Lalu pergi menuju panggung kecil yang terletak di cafe tersebut tanpa memedulikan keberadaan Adriana yang sudah sangat geram akibat perlakuan cowok itu.

"Ya Tuhan, sikapnya dia mulia banget," sindir Adriana menggelengkan kepalanya.

Ia pun duduk kembali dengan perasaan malu mengingat banyak orang yang tadi melihatnya berteriak.

Adriana berpikir untuk tidak peduli lagi dengan pendapat orang tadi. Tidak ada untungnya bila ia selalu menjelaskan kepada seseorang yang tidak di kenal. 

Dipikir-pikir lagi, malah seperti orang itu yang terlihat sangat mencurigakan.

Kenapa dia bersikeras menuduh Adriana maling, tidak ada hal lain kah yang dilakukannya selain menuduh orang sembarangan.

Tidak lama kemudian, Evika berlari ke arah Adriana.

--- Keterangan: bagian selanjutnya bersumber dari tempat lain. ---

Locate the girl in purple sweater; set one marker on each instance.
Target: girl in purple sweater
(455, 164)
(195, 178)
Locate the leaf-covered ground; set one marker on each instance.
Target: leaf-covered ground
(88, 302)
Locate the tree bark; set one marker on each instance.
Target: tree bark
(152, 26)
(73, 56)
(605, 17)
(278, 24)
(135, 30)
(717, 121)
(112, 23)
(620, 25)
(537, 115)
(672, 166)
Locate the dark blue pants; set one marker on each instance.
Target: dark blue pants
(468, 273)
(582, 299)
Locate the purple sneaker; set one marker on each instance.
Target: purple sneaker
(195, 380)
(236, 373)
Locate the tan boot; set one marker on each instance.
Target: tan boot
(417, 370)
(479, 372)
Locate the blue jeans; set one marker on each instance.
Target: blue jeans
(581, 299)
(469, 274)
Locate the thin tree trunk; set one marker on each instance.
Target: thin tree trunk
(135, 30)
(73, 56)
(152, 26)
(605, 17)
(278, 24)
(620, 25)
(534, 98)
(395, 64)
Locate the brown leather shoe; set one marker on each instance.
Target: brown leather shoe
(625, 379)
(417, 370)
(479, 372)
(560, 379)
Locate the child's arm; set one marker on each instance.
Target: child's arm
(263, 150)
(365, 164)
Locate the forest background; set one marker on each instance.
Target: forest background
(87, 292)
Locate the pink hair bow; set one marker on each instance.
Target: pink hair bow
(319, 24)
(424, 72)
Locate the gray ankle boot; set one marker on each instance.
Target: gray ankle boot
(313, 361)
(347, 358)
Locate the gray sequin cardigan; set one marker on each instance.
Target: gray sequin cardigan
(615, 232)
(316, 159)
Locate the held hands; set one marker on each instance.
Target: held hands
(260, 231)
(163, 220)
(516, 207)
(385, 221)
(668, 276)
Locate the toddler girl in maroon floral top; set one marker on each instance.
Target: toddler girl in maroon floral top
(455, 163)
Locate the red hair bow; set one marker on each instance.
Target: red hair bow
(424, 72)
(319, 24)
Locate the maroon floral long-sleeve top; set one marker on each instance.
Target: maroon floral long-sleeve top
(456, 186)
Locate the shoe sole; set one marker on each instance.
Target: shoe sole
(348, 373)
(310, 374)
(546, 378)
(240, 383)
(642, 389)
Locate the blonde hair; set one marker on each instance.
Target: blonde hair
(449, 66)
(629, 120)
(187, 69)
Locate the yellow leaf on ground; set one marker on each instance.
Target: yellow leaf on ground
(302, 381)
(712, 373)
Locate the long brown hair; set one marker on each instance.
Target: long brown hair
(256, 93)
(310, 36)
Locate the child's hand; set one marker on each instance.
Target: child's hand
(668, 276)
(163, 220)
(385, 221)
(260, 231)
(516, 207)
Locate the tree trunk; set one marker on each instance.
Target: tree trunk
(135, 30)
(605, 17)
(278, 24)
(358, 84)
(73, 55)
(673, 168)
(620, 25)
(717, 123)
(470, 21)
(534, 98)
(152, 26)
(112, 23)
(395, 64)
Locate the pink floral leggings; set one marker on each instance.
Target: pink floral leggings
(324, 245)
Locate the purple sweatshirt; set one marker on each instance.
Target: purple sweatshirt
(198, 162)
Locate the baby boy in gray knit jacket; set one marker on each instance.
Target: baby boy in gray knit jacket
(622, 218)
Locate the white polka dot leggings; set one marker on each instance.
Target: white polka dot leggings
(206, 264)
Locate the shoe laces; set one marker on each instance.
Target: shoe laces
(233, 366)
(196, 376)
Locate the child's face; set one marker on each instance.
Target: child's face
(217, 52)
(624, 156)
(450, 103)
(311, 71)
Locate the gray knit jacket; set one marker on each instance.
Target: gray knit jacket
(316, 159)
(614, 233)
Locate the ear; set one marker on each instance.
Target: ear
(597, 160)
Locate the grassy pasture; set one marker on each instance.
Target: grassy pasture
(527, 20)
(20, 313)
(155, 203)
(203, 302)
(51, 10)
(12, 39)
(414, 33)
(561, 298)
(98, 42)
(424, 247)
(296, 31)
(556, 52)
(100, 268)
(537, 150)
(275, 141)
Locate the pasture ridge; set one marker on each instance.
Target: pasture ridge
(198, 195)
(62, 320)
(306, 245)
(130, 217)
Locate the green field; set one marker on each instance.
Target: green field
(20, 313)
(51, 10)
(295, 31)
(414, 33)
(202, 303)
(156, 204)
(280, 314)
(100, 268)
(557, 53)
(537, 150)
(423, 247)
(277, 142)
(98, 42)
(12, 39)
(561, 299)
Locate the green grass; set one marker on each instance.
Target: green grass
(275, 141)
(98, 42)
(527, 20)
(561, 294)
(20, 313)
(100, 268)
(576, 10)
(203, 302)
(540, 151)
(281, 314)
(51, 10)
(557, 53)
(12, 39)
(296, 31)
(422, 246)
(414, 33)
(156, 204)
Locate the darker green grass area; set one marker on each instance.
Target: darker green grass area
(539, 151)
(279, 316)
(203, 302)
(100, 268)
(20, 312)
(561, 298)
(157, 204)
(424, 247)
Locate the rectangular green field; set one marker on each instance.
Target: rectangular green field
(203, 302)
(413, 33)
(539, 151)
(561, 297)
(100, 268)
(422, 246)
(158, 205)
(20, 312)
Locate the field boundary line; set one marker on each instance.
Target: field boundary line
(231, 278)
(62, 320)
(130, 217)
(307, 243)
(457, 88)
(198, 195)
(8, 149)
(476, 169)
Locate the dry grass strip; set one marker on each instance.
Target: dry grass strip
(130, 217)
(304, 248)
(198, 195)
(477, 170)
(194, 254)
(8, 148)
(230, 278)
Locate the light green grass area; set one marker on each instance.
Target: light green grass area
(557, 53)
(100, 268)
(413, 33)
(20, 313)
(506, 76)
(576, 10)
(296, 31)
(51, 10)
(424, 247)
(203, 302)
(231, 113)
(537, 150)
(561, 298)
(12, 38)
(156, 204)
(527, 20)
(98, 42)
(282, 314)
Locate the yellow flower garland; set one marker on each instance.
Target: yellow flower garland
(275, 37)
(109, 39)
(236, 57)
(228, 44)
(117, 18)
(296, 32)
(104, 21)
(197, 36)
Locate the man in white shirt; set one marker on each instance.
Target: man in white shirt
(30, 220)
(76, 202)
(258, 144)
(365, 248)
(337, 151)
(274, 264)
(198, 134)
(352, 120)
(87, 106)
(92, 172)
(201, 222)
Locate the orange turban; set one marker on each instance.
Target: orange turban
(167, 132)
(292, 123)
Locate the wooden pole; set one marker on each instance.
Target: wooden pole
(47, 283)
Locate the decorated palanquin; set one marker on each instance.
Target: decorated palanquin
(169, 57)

Ia sangat bersyukur melihat kedatangan temannya itu.

"Duh, maaf ya, Na, kelamaan," kata Evika terlihat tidak enak dengan Adriana.

"Yaudah yuk, kita jalan sekarang aja ntar kesorean," sahut Adriana seraya menarik pelan tangan Evika.

Adriana dan Evika berkeliling di sekitar kota tidak jauh dari cafe tempat Evika bekerja tadi, terlihat di pinggir kota banyak yang menjual jajanan-jajanan khas di sana.